The coordinates of a particle moving in $x-y$ plane at any instant of time $t$ are $x = 4t^2$; $y = 3t^2$. The speed of the particle at that instant is

• A. 10 $t$
• B. 5 $t$
• C. 3 $t$
• D. 2 $t$
• E. $\sqrt{13}$ $t$

Hint:

Recognize the (6, 8, 10) Pythagorean triplet to save time on the square root calculation in competitive exams!

Answer 1

The Correct Option is A

Concept: The velocity of a particle in a plane is a vector found by differentiating its position coordinates with respect to time. The speed is the magnitude of this velocity vector.
• Velocity Components: $v_x = \frac{dx}{dt}$ and $v_y = \frac{dy}{dt}$.
• Speed ($v$): $v = \sqrt{v_x^2 + v_y^2}$ 171].

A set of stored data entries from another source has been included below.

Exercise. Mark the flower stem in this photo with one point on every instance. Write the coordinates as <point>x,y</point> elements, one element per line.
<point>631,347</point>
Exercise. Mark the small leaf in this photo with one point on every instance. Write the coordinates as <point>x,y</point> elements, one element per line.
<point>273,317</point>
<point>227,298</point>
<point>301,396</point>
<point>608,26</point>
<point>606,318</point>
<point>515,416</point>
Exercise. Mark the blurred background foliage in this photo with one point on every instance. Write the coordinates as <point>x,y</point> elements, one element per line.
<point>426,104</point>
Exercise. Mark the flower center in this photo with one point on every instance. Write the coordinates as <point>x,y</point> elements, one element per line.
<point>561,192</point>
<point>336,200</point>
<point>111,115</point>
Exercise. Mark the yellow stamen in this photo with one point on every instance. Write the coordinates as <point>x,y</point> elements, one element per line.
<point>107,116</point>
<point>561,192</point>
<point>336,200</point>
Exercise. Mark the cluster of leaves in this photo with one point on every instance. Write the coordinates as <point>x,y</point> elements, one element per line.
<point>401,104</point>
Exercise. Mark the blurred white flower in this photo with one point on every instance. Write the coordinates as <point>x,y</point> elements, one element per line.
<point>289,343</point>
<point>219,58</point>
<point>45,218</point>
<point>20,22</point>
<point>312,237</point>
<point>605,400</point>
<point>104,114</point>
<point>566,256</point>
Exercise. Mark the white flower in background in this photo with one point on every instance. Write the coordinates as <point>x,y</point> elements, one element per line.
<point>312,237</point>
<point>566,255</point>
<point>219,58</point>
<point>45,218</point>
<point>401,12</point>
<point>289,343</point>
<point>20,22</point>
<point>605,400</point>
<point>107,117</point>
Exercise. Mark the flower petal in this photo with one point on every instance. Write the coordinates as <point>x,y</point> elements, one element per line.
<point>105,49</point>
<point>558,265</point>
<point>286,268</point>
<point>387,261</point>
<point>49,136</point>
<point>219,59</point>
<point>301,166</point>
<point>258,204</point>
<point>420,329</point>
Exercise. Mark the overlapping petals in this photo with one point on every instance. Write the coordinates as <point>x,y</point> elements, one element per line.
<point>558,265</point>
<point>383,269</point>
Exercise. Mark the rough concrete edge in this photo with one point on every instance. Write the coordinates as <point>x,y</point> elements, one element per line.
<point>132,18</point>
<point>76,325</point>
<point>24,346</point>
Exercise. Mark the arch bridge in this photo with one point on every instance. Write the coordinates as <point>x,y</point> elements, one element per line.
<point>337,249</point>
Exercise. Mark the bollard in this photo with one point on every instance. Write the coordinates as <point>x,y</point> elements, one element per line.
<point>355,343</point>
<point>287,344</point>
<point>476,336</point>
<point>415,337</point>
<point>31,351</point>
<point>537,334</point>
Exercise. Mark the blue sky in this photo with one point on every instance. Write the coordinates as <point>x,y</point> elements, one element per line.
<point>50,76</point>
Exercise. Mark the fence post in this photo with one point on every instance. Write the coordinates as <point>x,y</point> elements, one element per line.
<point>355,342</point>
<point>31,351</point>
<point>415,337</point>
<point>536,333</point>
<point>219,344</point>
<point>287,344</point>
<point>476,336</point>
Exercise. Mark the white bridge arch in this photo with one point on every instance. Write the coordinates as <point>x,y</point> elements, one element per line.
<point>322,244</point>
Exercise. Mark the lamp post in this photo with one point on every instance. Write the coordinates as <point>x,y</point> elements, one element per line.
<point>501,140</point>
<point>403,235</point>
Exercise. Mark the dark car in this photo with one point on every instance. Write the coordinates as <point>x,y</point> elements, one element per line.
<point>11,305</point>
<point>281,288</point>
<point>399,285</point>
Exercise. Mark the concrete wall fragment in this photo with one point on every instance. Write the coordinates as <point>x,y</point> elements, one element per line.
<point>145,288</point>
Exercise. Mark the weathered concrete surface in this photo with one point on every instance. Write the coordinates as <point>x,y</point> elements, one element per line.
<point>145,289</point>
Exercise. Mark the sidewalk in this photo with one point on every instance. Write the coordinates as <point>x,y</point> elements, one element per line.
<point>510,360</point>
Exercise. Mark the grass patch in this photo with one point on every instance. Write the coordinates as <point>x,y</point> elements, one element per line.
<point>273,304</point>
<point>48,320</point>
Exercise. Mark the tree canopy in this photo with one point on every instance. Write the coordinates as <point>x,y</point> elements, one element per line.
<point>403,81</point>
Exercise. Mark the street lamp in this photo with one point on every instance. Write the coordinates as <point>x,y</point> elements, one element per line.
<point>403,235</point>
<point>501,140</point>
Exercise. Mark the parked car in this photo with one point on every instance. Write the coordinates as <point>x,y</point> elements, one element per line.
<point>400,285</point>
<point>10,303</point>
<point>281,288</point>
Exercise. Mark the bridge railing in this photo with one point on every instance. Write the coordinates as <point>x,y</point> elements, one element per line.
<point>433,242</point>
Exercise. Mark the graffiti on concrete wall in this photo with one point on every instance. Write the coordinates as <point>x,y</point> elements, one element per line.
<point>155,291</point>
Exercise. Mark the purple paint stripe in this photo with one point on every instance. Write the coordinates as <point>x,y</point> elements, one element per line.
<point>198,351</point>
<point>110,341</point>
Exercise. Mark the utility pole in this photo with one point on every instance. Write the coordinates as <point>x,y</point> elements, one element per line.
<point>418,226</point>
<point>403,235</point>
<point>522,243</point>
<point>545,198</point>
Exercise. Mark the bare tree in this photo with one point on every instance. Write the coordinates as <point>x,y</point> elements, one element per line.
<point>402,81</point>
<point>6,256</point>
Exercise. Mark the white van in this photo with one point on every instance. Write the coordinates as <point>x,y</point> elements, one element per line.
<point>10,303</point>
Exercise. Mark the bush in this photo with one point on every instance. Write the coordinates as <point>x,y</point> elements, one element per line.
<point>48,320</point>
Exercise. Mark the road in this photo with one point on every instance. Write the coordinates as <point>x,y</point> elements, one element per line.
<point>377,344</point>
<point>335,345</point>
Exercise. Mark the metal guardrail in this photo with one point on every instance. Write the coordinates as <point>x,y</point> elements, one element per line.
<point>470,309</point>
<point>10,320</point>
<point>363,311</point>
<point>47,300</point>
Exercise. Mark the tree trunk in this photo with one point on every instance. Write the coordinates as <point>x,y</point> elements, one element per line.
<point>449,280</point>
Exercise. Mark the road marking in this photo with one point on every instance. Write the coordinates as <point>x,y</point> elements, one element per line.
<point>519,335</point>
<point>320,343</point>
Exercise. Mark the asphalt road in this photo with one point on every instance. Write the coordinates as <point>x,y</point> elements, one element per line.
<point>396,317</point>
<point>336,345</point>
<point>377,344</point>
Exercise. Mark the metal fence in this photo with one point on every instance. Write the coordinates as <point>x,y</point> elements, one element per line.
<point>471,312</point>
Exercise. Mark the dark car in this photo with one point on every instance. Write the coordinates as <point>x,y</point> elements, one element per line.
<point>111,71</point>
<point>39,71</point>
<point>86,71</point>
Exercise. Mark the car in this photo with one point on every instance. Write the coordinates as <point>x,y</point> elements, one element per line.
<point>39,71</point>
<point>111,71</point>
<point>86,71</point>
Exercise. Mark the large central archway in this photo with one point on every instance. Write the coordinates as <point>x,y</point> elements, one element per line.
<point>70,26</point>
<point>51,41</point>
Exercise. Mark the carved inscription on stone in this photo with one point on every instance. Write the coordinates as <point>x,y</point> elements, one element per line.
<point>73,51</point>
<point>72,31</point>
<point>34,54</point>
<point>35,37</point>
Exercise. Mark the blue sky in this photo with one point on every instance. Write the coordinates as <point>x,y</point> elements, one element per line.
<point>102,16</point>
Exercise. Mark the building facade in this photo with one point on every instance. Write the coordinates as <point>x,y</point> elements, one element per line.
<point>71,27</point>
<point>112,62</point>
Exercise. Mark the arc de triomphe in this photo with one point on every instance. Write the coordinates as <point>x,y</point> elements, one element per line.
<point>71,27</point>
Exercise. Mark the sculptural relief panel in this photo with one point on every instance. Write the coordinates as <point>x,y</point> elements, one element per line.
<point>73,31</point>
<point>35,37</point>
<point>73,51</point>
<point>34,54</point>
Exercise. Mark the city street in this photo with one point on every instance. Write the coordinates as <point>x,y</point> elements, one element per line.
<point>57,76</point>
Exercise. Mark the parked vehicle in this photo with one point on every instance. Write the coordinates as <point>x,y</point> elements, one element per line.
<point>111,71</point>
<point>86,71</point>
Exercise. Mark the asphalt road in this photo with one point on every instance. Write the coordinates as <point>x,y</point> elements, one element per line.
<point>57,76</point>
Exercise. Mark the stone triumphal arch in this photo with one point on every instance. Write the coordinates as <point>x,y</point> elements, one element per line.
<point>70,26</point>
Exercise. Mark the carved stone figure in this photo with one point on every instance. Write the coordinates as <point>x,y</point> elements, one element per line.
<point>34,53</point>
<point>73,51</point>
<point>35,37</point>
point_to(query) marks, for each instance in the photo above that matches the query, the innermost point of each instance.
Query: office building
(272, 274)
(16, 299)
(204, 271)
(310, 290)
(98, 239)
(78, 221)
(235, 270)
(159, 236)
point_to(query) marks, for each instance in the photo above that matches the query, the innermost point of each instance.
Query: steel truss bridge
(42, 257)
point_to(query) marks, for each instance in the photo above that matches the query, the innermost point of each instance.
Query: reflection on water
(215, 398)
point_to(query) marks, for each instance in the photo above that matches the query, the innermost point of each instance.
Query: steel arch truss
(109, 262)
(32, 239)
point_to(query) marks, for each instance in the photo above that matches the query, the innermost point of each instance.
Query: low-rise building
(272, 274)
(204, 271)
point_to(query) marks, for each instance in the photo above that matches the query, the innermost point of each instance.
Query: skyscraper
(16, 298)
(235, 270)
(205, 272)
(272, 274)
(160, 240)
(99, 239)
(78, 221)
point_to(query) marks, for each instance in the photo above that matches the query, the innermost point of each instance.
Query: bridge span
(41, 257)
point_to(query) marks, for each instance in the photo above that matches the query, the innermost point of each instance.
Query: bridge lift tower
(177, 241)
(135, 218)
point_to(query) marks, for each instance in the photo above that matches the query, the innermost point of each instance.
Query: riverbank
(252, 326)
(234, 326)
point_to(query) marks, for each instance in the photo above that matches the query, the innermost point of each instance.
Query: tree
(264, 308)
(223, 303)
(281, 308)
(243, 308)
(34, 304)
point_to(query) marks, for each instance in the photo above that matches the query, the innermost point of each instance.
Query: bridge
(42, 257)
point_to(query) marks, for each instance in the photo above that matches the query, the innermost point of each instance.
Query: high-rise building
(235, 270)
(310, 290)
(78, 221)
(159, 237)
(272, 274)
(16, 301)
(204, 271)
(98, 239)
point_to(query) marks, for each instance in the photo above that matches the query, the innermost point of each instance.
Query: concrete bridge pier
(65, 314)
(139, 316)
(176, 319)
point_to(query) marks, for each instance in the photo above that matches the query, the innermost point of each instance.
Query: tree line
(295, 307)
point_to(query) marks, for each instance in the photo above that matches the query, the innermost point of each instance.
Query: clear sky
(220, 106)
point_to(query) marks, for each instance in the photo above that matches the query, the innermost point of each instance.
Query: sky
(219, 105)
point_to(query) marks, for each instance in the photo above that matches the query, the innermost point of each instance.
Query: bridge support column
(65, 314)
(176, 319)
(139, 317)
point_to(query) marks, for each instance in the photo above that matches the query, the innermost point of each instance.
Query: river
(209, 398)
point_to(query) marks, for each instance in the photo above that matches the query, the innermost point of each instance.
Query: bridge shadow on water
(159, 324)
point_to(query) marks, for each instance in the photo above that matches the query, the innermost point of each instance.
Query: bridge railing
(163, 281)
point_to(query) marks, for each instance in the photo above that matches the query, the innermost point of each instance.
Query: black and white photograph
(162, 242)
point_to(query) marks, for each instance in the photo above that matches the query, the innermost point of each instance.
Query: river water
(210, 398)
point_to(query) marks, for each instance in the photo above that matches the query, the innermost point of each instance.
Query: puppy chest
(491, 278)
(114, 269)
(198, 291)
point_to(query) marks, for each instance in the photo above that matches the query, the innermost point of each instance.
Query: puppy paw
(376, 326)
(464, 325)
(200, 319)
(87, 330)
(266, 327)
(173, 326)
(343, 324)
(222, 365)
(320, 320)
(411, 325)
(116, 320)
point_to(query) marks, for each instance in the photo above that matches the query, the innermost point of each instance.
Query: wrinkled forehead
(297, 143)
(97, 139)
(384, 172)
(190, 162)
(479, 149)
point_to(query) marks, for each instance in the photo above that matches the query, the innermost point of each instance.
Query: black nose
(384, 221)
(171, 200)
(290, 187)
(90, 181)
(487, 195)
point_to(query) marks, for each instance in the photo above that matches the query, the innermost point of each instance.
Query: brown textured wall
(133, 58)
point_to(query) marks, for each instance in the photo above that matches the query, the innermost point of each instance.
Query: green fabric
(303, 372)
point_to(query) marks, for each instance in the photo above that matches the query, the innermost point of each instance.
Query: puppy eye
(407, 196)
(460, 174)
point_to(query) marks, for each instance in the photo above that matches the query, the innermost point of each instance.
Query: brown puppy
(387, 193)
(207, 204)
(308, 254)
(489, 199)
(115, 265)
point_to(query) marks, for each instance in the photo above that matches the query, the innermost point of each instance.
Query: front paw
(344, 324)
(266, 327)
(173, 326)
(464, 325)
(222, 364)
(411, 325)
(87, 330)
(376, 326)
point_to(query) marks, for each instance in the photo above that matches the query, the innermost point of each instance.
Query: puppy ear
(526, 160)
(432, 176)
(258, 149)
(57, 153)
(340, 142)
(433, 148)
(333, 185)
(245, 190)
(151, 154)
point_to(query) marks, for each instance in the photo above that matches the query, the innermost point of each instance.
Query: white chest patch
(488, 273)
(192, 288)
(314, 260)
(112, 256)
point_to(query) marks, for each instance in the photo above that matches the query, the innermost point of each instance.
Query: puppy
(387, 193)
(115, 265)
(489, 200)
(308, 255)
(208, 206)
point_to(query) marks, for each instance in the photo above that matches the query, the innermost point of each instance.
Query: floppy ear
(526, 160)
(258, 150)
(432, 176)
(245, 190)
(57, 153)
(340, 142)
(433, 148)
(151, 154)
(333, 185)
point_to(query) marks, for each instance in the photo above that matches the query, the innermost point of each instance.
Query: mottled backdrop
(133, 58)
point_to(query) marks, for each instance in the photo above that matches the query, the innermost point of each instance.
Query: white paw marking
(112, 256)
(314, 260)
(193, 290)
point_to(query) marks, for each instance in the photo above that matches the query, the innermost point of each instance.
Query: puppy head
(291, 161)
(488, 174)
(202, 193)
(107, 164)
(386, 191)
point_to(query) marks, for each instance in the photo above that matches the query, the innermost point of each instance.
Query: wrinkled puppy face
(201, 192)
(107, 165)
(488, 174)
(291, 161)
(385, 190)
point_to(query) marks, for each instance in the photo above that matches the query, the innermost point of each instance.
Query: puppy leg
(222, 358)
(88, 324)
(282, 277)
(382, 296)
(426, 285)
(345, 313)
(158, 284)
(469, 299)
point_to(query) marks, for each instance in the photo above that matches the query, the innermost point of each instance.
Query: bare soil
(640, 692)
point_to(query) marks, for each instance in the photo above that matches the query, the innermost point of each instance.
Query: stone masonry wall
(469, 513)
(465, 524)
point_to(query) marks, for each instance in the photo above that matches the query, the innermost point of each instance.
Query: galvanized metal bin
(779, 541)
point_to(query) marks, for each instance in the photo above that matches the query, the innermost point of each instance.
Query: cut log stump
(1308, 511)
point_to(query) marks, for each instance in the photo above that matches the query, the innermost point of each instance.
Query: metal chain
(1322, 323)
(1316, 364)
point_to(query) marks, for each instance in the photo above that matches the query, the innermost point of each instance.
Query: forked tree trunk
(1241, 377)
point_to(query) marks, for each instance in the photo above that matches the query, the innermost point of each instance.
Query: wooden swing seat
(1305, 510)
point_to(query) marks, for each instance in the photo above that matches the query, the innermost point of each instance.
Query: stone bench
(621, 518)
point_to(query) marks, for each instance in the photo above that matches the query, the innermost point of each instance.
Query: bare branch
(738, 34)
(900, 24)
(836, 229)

Step 1: Differentiate the coordinates.
Given $x = 4t^2$: \[ v_x = \frac{d}{dt}(4t^2) = 8t \] Given $y = 3t^2$: \[ v_y = \frac{d}{dt}(3t^2) = 6t \]

Step 2: Calculate the speed.
\[ v = \sqrt{(8t)^2 + (6t)^2} \] \[ v = \sqrt{64t^2 + 36t^2} \] \[ v = \sqrt{100t^2} \] \[ v = 10t \]